What are the risk factors for stillbirth?
- Risk factors include maternal perception of decreased fetal movements (strength or frequency), fetal growth restriction, smoking, hypertension, diabetes, overweight and obesity, pregnancy beyond 41 weeks’ gestation, primiparity, maternal age over 35 years (particularly for women aged 40 years or more), and previous stillbirth (Flenady 2011).
- Indigenous and other disadvantaged groups often have constellations of risk factors and suboptimal antenatal care. (Flenady 2016).
- South Asian women also have higher rates of stillbirth and the reasons for this remain unclear (Davies-Tuck 2017).
- Women who go to sleep in the supine position (lying on their back) also have an increased risk of stillbirth in late-pregnancy (Cronin 2019).
For information about our Research Program and how we are addressing the problem of stillbirth, see our research program.
Australian Institute of Health and Welfare (AIHW). Stillbirths and neonatal deaths in Australia 2015 and 2016: in brief. Perinatal statistics series no. 36. Cat. no. PER 102. Canberra: AIHW, 2019.

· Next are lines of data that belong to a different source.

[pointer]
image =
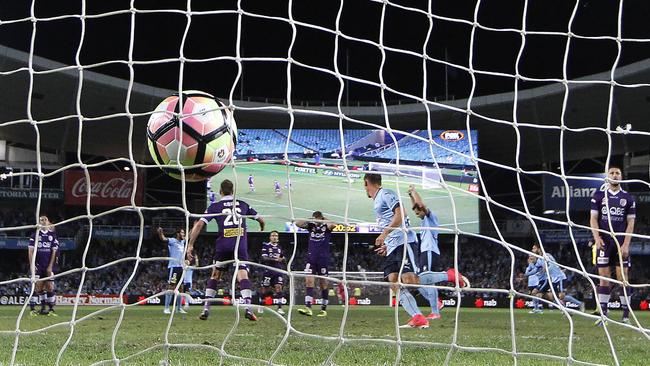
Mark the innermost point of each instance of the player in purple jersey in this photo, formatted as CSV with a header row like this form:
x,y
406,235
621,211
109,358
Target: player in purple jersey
x,y
251,183
320,234
231,243
273,281
42,254
616,208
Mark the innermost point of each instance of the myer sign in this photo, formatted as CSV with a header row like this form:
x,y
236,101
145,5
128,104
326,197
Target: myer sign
x,y
579,192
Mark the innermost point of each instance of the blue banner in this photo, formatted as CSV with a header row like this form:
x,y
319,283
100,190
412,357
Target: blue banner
x,y
22,243
580,192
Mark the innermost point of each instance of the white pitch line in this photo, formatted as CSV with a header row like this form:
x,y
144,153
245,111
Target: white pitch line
x,y
305,209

Davies-Tuck ML, Davey MA, Wallace EM. Maternal region of birth and stillbirth in Victoria, Australia 2000-2011: A retrospective cohort study of Victorian perinatal data. PloS one. 2017;12(6):e0178727.
De Reu PAOM, Nijhuis JG, Oosterbaan HP, Eskes TKAB. Perinatal audit on avoidable mortality in a Dutch rural region: a retrospective study. European Journal of Obstetrics & Gynecology and Reproductive Biology. 2000;88(1):65-9.

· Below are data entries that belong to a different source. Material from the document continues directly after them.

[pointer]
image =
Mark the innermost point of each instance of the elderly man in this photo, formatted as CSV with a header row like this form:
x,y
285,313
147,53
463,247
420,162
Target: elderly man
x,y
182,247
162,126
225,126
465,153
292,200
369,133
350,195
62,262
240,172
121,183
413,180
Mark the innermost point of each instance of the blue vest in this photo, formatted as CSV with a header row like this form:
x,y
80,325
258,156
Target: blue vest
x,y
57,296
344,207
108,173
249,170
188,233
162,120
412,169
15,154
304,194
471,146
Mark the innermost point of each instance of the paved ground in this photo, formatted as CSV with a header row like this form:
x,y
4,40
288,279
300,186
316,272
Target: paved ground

Flenady V, Middleton P, Smith GC, Duke W, Erwich JJ, Khong TY, et al. Stillbirths: the way forward in high-income countries. The Lancet. 2011;377(9778):1703-17.
Flenady V, Wojcieszek AM, Middleton P, Ellwood D, Erwich JJ, Coory M, et al, for the Lancet Ending Preventable Stillbirths series study group. Stillbirths: recall to action in high-income countries. The Lancet. 2016;387(10019):691-702
Heazell AEP, Siassakos D, Blencowe H, Burden C, Bhutta ZA, Cacciatore J, et al, for the Lancet Ending Preventable Stillbirths series study group. Stillbirths: economic and psychosocial consequences. The Lancet. 2016;387(10018):604-16.
Cronin RS, Li M, Thompson JMD, et al. An Individual Participant Data Meta-analysis of Maternal Going-to-Sleep Position, Interactions with Fetal Vulnerability, and the Risk of Late Stillbirth. EClinicalMedicine 2019; 10: 49-57.